Even die-hard conservative supporters of the war in Iraq are having second thoughts. William F. Buckley Jr., elder statesman of the modern conservative movement, put it succintly in a recent National Review essay: "One can't doubt that the American objective in Iraq has failed. ... Our mission has failed because Iraqi animosities have proved uncontainable by an invading army of 130,000 Americans. The great human reserves that call for civil life haven't proved strong enough."
Francis Fukuyama, another architect of the neoconservative agenda that demanded the invasion of Iraq (under a rationale, it should be noted, that predated 9/11 by a decade or more), has abandoned the movement.
In a new book, Fukuyama writes, "it seems very unlikely that history will judge either the intervention [in Iraq] itself or the ideas animating it kindly."
Americans are beating history to that conclusion, according to recent polls. Eighty percent of Americans in a recent Washington Post-ABC News poll said they thought a civil war was likely in Iraq. More than half believe the U.S. should start withdrawing troops.
A poll by Zogby International shows those troops may share the civilian population's sentiment.
Only 23 percent of the randomly polled troops favored staying "as long as they are needed." Nearly a third wanted the U.S. to pull out immediately. Most felt troops should go home within the next year, at the latest.

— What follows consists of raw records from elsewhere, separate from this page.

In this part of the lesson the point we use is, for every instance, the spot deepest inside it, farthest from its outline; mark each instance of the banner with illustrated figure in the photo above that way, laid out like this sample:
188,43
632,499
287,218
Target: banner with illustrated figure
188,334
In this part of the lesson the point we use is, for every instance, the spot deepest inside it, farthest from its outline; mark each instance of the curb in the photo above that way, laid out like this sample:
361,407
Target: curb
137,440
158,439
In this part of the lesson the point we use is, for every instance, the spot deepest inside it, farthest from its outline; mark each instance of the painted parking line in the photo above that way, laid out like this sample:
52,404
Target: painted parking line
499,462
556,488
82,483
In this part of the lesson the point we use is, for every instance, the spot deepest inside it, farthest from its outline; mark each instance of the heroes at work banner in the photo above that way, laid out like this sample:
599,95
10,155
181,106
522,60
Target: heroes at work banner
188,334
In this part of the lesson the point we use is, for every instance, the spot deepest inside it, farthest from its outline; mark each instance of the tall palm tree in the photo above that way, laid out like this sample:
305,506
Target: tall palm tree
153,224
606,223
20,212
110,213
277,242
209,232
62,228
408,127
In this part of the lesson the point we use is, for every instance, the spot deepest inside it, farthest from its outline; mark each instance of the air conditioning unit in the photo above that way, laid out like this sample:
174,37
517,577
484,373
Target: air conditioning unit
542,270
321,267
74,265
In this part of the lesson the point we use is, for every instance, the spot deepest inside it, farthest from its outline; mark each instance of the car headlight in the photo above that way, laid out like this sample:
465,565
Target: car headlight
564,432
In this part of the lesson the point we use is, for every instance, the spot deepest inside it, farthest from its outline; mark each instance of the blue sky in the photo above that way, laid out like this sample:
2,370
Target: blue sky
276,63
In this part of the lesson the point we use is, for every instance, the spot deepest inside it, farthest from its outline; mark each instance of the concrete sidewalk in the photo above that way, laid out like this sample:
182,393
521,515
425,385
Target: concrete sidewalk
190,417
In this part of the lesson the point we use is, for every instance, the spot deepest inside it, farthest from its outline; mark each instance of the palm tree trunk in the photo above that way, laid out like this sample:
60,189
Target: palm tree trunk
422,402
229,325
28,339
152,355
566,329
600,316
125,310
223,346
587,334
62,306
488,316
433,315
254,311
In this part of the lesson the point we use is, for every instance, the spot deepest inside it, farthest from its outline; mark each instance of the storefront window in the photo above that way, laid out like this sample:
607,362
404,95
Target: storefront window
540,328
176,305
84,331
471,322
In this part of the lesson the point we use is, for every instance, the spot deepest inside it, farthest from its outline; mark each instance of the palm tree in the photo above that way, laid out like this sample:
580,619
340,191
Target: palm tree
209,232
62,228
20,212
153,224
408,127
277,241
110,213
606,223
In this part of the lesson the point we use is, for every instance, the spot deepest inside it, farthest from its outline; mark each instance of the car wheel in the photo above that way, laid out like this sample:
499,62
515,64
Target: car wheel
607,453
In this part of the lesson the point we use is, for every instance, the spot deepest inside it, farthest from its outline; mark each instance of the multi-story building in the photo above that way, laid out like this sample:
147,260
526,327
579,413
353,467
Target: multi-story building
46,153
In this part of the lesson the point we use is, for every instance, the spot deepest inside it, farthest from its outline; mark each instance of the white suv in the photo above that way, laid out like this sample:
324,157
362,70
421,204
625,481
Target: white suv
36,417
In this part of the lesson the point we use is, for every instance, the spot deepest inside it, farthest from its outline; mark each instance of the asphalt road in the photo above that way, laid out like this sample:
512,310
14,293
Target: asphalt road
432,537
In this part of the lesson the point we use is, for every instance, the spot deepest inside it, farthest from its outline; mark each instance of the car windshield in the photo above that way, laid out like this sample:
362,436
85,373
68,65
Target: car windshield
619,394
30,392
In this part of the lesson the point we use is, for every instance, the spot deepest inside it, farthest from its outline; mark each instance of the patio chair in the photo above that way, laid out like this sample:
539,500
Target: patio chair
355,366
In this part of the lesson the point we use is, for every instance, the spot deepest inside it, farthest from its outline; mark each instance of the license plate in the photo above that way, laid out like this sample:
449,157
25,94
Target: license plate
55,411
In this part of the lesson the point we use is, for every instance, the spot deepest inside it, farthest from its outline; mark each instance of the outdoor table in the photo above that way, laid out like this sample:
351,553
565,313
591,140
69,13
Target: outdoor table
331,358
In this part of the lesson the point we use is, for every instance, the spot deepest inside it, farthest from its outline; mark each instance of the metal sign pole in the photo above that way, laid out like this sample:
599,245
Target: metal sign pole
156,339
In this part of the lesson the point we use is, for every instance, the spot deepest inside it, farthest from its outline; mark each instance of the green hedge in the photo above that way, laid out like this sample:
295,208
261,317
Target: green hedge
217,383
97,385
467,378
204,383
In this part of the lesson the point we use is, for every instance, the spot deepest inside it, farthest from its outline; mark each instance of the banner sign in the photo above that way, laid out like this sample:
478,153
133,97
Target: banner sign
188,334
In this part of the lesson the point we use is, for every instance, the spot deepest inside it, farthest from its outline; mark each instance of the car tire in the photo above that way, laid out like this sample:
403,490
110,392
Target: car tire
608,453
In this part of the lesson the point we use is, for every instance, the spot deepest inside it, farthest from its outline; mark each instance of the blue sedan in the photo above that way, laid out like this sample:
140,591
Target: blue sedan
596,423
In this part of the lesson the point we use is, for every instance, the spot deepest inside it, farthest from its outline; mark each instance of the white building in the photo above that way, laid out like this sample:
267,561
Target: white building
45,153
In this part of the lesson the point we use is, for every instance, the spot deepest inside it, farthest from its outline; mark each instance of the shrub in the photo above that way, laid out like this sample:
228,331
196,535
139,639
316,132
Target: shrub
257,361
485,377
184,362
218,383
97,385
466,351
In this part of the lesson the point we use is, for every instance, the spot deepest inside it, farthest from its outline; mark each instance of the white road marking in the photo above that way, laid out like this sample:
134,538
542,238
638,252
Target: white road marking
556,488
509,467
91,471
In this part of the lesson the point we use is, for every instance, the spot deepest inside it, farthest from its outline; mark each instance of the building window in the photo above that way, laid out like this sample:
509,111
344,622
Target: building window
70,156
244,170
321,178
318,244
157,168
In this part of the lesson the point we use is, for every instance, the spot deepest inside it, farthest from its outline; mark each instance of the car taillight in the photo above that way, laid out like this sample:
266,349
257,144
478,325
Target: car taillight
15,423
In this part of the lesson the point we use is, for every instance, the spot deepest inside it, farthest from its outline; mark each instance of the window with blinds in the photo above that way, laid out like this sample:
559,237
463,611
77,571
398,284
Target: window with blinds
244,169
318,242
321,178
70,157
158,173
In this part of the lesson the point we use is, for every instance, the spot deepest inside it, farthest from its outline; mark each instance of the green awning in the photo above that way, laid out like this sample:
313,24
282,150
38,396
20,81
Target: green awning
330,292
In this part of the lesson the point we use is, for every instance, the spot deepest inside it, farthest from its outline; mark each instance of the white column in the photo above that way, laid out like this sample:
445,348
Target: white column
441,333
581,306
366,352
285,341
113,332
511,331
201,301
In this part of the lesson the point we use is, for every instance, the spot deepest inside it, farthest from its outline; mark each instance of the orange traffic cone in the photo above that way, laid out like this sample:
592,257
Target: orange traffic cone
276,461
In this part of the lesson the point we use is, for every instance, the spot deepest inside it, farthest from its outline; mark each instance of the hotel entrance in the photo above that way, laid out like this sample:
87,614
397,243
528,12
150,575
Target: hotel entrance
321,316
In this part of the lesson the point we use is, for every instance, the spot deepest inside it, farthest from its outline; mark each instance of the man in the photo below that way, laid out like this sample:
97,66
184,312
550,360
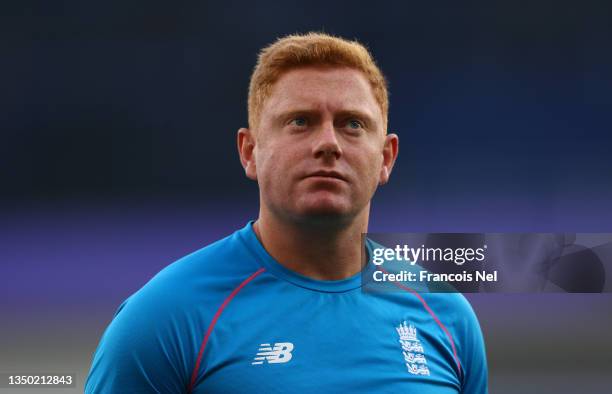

The most disturbing thing about the Zogby poll, though, was the number of troops -- 85 percent -- who said the United States was in Iraq to "retaliate for Saddam Hussein's role in the 9/11 attacks."
Saddam, as even President Bush eventually admitted, played no role in the 9/11 attacks.
Are troops in Iraq really fighting -- and dying -- over a misconception cynically fostered by the Bush administration in its efforts to sell this disastrous war?
There is no point in rehashing all the arguments against the war -- most of which turned out to be quite prescient. There is no point in tabulating the numerous mistakes and missteps by the Bush administration that made a bad situation worse.
The focus now must be on finding the best -- or least bad, anyway -- resolution possible.
That can only happen, though, if responsible people like Gen. Pace put away the rose-colored glasses and examine the conditions in Iraq realistically.